The ongoing progress in understanding relevant genomic functions, e.g. for treatment of cancer patients, contrasts to the tremendous amount of genome data that needs to be processed for it. For example, the human genome consists of approx. 3.2 billion base pairs. They translate to a 3.2 GB of genome data for a single run. Quality assurance in medical services requires the use of 30-fold and more coverage data. Identifying a concrete sequence of 20 base pairs within the raw genome data takes hours up to days if performed manually.
Processing and analyzing genome data are challenges for medical and biological experts. Theses have a significant impact on the progress of research projects. From a software engineering point of view, improving the analysis of genome data is both a concrete research and engineering challenge. Learn more about applications of our platform to enhance processing and analysis of big medical data.
Genome Data Acquisition
The whole genome needs to be reconstructed prior to genome data analysis. This is a necessity since nowadays next-generation sequencing devices process only a limited number of base pairs together. We support individual data processing pipelines to fit your individual requirements. During the alignment phase, these DNA snippets are mapped to their corresponding position within the whole genome. The reconstructed genome is compared to a reference, e.g. normal tissue. Discrepancies between both genomes are identified during the variant calling.
Genome Data Analysis
After completing these processing steps, the actual analysis of the acquired DNA data can take place. The requirements for this analysis are very specific depending on the actual medical or research questions to answer. Since there is no single analysis, it requires a variety of manual steps, such as literature search, identification of similar cases, or research in various annotation databases. Our Genome Browser enables the interactive exploration of genome variants, its comparison, and links to related knowledge databases and articles.

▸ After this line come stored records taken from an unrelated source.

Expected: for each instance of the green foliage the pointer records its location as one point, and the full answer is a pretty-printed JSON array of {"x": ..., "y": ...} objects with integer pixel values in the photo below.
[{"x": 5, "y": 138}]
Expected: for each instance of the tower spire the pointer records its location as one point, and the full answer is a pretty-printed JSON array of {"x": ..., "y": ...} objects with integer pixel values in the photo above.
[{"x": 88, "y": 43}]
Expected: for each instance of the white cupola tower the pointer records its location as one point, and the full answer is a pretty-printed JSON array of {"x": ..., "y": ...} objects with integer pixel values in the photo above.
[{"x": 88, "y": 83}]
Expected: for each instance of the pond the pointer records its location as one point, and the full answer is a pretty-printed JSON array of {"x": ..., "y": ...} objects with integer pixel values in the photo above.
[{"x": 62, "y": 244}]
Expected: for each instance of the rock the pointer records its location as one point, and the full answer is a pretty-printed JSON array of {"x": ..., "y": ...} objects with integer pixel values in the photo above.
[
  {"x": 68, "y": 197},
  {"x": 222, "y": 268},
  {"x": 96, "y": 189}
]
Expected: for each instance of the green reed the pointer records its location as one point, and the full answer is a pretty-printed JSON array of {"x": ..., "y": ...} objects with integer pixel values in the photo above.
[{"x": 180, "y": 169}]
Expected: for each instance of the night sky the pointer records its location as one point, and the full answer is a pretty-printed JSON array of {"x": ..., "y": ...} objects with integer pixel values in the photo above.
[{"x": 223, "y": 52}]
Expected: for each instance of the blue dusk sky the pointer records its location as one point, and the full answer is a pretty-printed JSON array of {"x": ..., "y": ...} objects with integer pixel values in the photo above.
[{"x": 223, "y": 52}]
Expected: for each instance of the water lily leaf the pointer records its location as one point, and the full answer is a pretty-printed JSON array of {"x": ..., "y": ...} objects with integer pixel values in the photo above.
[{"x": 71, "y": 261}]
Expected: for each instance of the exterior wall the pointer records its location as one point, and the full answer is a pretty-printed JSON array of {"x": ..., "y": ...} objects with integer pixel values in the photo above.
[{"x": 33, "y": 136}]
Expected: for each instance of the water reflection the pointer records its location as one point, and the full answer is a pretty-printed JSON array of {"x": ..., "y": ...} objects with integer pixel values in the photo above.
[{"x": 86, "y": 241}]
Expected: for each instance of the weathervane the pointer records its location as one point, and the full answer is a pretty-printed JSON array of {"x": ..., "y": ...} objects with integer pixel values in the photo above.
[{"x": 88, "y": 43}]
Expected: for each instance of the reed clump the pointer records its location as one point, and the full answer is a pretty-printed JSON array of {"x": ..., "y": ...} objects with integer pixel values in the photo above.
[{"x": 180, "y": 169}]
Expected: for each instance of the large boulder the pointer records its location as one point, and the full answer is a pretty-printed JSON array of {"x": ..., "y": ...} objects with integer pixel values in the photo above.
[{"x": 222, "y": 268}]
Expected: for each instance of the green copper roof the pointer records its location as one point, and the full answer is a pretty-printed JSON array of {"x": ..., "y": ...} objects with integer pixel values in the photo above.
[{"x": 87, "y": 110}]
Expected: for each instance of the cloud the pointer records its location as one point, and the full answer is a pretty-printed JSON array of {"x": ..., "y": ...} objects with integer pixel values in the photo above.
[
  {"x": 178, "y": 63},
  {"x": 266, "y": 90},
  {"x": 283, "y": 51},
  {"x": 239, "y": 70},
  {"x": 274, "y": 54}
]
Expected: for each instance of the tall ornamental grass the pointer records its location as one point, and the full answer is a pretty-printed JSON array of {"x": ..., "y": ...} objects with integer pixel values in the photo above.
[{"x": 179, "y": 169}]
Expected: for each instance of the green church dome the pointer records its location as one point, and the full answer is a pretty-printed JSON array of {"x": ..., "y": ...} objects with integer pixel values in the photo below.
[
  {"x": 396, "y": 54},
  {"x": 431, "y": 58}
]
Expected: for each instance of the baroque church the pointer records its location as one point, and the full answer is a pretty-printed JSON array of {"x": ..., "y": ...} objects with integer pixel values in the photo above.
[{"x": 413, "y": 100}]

The combination of real-time analysis and specific applications for medical and biological experts is the foundation of our projects. For example, our analysis of patient cohorts supports the identification or verification of hypotheses regarding similarities and differences in patient cohorts. Together with interdisciplinary project teams, we apply our knowledge in software engineering and in-memory database technology to improve the processing and analysis of genome data. Thus, our work addresses the requirements of clinics, medical students, researchers, and physicians.